Submitted to: International Symposium on Physics Chemistry and Ecology of Seasonally Froz
Publication Type: Proceedings
Publication Acceptance Date: December 19, 1996
Publication Date: N/A
Interpretive Summary: Seasonally frozen soil plays a significant role in the hydrology of northern latitudes. In many areas, rain or snowmelt on seasonally frozen soil is the single leading cause of severe runoff events, but efforts to predict frozen soil runoff have had limited success. Ice blocks the soil pores and greatly diminishes the ability of water to infiltrate the soil when the soil is frozen. The Simultaneous Heat and Water model, is capable of simulating the complex wintertime phenomena of snow accumulation and melt, detailed soil freezing and thawing including freezing-induced moisture migration, and associated frozen soil runoff. The Simultaneous Heat and Water (SHAW) model was applied to two years of data for sagebrush-covered and essentially bare ground at the Lower Sheep Creek Watershed located within the Reynolds Creek Experimental Watershed to test the ability of the model to simulate water content, and runoff from frozen soil.

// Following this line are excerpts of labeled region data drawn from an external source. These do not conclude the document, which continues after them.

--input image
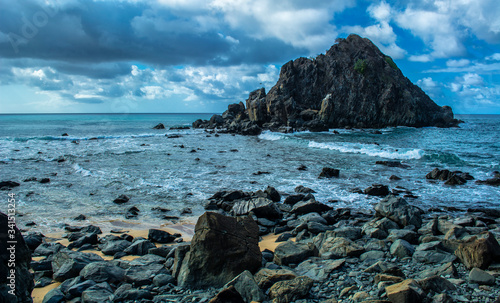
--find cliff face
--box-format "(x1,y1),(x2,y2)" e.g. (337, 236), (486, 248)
(193, 35), (458, 132)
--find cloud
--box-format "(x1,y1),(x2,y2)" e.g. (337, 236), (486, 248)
(342, 1), (407, 59)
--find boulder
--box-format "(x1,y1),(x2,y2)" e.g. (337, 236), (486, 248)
(375, 195), (422, 228)
(0, 211), (35, 303)
(209, 286), (245, 303)
(292, 199), (332, 215)
(177, 212), (262, 288)
(455, 232), (500, 269)
(469, 267), (495, 285)
(80, 261), (125, 283)
(385, 279), (425, 303)
(225, 270), (266, 303)
(319, 167), (340, 178)
(274, 241), (318, 265)
(269, 276), (314, 303)
(52, 250), (103, 282)
(363, 184), (390, 197)
(148, 229), (175, 243)
(254, 268), (297, 290)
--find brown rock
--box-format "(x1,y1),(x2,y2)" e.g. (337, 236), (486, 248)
(269, 276), (313, 303)
(210, 286), (245, 303)
(385, 279), (425, 303)
(455, 232), (500, 269)
(177, 212), (262, 288)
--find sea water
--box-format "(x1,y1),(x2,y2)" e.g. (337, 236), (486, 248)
(0, 114), (500, 231)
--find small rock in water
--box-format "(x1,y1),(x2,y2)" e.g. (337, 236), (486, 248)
(113, 195), (130, 204)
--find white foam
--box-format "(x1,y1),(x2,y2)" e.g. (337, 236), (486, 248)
(309, 141), (423, 160)
(73, 163), (92, 177)
(259, 131), (284, 141)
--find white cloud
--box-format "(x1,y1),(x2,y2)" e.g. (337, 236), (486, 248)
(446, 59), (470, 67)
(342, 1), (406, 59)
(486, 53), (500, 61)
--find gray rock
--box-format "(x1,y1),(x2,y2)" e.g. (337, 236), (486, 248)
(224, 270), (266, 303)
(274, 241), (318, 265)
(123, 239), (156, 256)
(390, 239), (415, 259)
(177, 213), (262, 288)
(292, 199), (332, 215)
(99, 240), (132, 256)
(153, 274), (177, 287)
(42, 288), (65, 303)
(469, 267), (495, 285)
(125, 264), (168, 286)
(82, 282), (113, 303)
(80, 261), (125, 283)
(375, 196), (422, 228)
(52, 250), (103, 281)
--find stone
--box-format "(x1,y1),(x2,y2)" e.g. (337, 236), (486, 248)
(274, 241), (318, 265)
(113, 195), (130, 204)
(42, 288), (65, 303)
(231, 197), (282, 219)
(363, 184), (390, 197)
(269, 276), (313, 303)
(319, 237), (365, 259)
(99, 240), (132, 256)
(177, 212), (262, 288)
(52, 250), (104, 282)
(209, 286), (245, 303)
(254, 268), (297, 290)
(224, 270), (266, 303)
(469, 267), (495, 285)
(385, 279), (425, 303)
(82, 282), (113, 303)
(390, 239), (415, 259)
(80, 261), (125, 283)
(125, 264), (168, 286)
(123, 239), (156, 256)
(319, 167), (340, 178)
(375, 196), (422, 228)
(0, 211), (35, 302)
(455, 232), (500, 269)
(292, 199), (332, 215)
(418, 276), (457, 293)
(148, 229), (175, 243)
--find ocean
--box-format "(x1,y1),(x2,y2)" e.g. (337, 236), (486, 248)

Freezing/thawing processes, including ice and water content, were simulated reasonably well. Total simulated runoff from both the sagebrush plots and bare interspace plots as well as timing of runoff from the interspace plots were simulated quite well. Based on results from this study, the SHAW model can be used as a tool in conjunction with other hydrologic model to assess the potential for severe flooding from seasonally frozen soils.

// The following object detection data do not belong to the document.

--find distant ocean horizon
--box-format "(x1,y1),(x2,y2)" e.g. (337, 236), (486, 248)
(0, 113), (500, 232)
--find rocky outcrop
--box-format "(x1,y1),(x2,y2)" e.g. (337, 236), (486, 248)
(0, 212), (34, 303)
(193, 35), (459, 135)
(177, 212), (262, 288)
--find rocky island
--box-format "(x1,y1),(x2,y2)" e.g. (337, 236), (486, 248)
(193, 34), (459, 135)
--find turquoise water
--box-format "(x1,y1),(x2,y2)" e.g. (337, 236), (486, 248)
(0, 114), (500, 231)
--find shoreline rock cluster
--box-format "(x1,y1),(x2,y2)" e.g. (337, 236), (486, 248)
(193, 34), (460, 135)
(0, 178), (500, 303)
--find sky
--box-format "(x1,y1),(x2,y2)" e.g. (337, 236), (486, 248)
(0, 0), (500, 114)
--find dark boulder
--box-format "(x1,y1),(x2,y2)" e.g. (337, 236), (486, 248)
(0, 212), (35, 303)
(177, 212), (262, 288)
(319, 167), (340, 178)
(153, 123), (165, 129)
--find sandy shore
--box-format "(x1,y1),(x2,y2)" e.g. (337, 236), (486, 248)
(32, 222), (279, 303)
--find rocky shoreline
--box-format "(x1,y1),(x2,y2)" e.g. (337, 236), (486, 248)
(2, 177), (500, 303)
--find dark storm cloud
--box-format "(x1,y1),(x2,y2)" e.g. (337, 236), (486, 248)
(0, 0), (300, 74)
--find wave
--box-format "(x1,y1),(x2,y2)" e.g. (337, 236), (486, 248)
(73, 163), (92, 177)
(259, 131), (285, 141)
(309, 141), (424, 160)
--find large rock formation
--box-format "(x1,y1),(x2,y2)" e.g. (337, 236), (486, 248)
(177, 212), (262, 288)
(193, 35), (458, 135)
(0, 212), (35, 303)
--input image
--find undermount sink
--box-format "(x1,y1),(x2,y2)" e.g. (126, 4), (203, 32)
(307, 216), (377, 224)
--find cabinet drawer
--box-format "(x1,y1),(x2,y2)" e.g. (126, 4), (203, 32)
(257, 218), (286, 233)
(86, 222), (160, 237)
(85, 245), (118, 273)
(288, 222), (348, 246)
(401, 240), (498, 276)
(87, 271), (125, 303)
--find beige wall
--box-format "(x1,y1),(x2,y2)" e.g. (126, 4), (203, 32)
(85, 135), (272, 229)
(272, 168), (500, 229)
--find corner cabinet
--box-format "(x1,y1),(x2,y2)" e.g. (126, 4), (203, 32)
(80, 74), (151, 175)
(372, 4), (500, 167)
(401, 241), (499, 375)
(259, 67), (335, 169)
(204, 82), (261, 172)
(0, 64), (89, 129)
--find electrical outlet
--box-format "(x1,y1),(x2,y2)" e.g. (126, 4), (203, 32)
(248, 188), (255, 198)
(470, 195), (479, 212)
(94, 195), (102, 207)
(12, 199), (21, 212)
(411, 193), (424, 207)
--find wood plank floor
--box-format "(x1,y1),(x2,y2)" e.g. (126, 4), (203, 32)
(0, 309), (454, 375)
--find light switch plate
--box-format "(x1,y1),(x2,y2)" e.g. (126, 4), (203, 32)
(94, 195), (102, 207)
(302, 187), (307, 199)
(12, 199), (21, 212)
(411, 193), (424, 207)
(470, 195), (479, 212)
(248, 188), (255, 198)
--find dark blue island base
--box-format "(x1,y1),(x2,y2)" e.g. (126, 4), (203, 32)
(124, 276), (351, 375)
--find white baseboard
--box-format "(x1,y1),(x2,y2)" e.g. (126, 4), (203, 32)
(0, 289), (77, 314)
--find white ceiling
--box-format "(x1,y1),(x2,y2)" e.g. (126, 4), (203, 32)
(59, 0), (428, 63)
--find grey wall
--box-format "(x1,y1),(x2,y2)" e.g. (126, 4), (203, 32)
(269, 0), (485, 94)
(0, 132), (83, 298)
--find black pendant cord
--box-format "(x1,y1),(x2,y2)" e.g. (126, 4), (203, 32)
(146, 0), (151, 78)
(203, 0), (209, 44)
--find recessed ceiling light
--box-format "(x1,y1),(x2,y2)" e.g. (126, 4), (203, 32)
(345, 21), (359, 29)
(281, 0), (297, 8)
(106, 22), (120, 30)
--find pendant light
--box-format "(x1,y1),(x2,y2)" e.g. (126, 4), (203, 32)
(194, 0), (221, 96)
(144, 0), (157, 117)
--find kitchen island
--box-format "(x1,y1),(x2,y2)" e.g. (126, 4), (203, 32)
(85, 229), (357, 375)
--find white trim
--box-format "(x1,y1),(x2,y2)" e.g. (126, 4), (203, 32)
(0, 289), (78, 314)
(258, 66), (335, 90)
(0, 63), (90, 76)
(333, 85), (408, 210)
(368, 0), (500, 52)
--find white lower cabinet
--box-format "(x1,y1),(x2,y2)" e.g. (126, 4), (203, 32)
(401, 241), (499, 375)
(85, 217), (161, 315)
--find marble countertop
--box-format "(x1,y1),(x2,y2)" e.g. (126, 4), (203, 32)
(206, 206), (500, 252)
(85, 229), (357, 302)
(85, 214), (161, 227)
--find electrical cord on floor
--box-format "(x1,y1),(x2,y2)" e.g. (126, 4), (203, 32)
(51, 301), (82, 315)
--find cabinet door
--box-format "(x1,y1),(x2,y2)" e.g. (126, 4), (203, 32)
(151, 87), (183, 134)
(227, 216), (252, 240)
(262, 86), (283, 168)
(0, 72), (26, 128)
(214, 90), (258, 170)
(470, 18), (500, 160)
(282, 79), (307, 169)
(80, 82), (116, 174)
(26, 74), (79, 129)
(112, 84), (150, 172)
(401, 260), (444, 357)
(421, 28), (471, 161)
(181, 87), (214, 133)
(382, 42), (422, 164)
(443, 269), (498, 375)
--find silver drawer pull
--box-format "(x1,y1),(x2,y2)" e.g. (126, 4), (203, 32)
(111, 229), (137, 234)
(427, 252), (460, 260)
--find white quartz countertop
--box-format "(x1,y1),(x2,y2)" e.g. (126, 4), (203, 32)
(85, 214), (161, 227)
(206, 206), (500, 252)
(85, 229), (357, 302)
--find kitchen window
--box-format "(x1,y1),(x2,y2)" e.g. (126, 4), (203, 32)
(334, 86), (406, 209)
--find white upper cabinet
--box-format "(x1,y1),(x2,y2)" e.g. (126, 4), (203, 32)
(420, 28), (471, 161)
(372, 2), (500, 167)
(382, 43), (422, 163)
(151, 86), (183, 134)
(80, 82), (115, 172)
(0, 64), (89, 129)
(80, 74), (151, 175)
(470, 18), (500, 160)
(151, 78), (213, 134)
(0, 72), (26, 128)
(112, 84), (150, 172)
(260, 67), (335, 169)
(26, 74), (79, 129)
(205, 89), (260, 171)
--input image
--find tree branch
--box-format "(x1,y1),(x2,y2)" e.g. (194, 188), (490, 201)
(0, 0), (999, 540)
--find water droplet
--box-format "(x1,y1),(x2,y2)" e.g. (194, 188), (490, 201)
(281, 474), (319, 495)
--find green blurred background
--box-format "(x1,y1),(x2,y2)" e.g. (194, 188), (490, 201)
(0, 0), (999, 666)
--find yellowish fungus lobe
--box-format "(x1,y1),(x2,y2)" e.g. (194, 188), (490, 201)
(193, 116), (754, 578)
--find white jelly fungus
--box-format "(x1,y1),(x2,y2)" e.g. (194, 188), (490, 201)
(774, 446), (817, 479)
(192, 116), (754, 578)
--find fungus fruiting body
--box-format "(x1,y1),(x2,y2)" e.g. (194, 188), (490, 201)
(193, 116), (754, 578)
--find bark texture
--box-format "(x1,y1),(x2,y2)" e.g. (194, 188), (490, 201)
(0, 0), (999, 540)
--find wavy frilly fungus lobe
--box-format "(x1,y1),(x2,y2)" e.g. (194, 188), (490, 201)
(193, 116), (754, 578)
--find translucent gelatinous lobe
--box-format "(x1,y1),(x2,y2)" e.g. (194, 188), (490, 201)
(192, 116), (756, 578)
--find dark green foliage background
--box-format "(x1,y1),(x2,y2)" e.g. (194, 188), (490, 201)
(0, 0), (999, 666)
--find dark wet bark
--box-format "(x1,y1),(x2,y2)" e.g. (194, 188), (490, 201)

Technical Abstract: The occurrence of frozen soil can result in significant runoff and erosion events from otherwise mild rainfall or snowmelt events. However, most hydrologic models, including most snowmelt runoff models, include no provisions for soil freezing and thawing, and thus cannot address these extreme, yet common, hydrologic events. The Simultaneous Heat and Water (SHAW) model represents one of the more detailed models of snowmelt and soil freezing and thawing, however the ability of the model to simulate frozen soil runoff has not been evaluated. Thus, the SHAW model was applied to two years of data collected on small (1 m2) runoff plots on the Reynolds Creek Experimental Watershed in southwest Idaho to demonstrate the ability of the model to simulate freezing-induced moisture migration and to test the ability of the model to simulate frozen soil runoff. Freezing/thawing processes, including liquid water content, were simulated reasonably well. Total runoff simulated from vegetation-covered plots was within the range of measured runoff, but timing was off. Both magnitude and timing of runoff from the bare plots were simulated quite well.